# High preamp voltage and low ohm line-out impedance



## dsw1204 (Mar 23, 2015)

Just wanted to get a little more understanding of my old Eclipse 8-volt head units. I understand the 8-volt preamp voltage...the higher the preamp voltage the lower the gain settings on the amplifier, right?

But, I do not quite understand what the "55 ohm line-out impedance" means. Can one of you knowledgeable people tell me what that means and how it makes the sound better? 

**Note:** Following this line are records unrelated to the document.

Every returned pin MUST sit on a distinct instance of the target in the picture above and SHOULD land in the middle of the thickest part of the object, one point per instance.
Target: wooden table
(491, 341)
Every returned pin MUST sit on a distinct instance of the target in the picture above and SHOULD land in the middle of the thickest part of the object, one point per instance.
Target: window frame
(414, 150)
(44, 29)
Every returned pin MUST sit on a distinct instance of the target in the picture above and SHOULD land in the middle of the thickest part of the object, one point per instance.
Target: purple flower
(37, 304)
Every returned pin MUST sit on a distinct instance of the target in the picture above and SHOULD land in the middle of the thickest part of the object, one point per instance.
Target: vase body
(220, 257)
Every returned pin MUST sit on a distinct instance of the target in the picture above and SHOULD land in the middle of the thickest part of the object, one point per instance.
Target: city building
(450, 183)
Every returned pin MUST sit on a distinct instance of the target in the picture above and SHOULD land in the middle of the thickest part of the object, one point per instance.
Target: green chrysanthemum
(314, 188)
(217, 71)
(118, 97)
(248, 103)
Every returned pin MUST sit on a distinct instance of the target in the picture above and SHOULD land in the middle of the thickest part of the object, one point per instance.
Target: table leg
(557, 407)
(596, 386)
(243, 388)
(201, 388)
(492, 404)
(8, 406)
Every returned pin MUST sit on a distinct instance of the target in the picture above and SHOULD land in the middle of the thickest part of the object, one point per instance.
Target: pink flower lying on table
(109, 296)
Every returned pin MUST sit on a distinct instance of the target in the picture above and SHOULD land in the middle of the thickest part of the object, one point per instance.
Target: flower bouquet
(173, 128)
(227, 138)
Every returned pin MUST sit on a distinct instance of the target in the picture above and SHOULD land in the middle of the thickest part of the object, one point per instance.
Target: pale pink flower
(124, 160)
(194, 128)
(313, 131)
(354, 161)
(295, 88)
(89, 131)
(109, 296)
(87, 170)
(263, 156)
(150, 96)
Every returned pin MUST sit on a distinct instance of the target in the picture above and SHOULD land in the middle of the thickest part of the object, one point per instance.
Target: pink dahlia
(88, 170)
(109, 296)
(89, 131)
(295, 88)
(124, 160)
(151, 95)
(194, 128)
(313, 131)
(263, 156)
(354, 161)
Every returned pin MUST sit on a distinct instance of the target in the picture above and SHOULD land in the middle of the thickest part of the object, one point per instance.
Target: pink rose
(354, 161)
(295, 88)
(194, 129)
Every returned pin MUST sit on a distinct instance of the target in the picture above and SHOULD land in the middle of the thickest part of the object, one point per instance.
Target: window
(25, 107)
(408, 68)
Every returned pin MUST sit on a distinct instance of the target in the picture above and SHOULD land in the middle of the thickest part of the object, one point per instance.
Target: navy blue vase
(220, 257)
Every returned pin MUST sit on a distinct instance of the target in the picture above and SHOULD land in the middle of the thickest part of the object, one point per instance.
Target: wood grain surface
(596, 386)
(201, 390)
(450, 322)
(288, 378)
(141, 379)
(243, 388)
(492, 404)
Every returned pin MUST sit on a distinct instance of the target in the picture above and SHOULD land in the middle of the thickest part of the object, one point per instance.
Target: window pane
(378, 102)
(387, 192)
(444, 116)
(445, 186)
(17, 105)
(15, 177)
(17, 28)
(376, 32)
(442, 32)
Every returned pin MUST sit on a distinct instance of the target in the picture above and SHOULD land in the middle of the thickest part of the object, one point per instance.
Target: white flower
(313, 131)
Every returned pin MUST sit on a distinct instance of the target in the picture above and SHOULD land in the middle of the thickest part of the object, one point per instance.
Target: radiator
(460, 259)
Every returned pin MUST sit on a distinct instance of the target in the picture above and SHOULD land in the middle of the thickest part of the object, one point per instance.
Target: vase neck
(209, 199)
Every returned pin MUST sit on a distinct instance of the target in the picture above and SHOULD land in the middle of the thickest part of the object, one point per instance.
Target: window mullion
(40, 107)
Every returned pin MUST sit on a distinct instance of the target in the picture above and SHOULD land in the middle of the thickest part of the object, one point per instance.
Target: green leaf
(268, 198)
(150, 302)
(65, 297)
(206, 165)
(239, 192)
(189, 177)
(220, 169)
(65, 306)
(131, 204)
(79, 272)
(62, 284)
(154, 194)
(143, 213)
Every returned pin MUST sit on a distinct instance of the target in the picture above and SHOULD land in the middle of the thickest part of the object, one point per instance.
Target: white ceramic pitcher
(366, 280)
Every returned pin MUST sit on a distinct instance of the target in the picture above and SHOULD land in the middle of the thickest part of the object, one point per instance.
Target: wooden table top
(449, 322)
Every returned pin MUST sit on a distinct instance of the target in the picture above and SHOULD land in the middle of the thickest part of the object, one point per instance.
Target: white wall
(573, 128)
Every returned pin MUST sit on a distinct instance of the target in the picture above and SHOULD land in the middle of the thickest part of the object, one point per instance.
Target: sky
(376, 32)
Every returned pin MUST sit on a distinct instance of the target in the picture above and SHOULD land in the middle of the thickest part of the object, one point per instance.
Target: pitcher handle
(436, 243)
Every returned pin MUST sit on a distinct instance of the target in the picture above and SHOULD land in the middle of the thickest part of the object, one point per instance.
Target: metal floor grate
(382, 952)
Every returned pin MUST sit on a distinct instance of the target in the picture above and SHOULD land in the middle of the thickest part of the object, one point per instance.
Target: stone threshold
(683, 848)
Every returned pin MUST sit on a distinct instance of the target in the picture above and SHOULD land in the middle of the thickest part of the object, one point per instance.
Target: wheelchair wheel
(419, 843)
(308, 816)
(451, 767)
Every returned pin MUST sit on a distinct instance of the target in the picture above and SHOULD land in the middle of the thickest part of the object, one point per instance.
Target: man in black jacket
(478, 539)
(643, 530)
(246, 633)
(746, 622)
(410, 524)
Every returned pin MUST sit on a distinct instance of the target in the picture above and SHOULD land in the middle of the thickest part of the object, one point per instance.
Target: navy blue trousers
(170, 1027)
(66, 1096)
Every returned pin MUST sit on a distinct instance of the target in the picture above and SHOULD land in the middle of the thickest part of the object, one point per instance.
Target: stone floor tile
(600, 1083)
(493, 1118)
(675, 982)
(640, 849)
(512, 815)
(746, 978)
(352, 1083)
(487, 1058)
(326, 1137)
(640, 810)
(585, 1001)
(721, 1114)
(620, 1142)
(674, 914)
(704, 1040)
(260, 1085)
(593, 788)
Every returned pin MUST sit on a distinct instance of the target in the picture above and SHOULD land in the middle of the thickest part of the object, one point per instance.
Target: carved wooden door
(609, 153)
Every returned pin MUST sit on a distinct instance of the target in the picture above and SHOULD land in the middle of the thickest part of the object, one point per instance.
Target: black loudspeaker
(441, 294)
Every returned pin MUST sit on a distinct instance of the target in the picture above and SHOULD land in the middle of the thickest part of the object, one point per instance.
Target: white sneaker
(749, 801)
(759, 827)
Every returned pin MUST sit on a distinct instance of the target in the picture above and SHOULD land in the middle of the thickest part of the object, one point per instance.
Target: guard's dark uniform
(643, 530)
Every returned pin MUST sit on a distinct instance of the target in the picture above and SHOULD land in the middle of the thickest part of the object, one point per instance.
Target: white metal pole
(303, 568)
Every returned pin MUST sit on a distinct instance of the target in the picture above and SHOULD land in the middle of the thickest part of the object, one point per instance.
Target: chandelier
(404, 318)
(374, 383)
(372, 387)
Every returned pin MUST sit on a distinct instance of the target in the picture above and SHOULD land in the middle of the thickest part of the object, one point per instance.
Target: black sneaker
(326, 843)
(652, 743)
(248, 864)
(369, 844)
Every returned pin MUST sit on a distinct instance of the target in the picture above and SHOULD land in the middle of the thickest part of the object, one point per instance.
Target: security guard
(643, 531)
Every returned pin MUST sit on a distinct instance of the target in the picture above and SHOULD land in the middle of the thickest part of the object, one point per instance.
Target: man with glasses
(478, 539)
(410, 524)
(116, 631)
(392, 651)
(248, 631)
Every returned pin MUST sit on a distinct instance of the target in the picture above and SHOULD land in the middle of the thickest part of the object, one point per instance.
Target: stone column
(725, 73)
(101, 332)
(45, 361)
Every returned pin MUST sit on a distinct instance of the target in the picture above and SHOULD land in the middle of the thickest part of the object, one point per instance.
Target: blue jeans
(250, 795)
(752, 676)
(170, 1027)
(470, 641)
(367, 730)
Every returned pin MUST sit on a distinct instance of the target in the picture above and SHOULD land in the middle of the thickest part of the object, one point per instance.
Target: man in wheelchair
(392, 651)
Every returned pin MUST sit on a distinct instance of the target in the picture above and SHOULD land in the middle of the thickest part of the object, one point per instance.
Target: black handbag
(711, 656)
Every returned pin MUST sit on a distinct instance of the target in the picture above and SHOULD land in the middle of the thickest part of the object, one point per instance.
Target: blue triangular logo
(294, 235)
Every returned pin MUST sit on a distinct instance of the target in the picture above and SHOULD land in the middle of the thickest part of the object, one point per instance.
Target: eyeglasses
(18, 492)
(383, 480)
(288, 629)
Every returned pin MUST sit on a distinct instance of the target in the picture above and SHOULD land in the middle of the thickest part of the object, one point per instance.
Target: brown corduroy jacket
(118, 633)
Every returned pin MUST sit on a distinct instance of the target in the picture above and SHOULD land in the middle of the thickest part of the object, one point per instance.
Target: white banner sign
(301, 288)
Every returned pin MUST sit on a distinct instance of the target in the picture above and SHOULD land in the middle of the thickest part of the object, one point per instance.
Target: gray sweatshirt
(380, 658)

I appreciate any info you guys can tell me.


----------



## dsw1204 (Mar 23, 2015)

I was really hoping someone could enlighten me on this subject. Surely, someone knows. Any of the old-school Eclipse gurus out there?


----------



## JPOSEY (Nov 9, 2011)

I'm no electrical engineer, but you are right regarding the higher voltage outputs. The gains on the amplifier can be set lower therefore their is lower noise floor. The 55 ohm impedance was important when connecting multiple amplifiers to the same outputs. Back in the 80's we generally only had one or two sets of rca's and if the impedance was worse the signal would not be able to drive multiple amps to their optimum levels. I'm sure someone can explain it better than me.


----------



## dsw1204 (Mar 23, 2015)

I remember, somewhere on this forum, a discussion where one member was talking about a Pioneer head unit had 4 volts and was comparing it to an Eclipse 8 volt unit. His explanation was, if I recall correctly, was that since the amp being used had an input sensitivity of only up to 4 volts, that the Pioneer would be as quiet as the Eclipse. Another member was arguing with him that since the Pioneer's line-out impedance was 400 ohms and the Eclipse was only 55 ohm, that that made the Eclipse the better unit. But, he did not explain why that made it better.

Thus, the reason for my thread here.


----------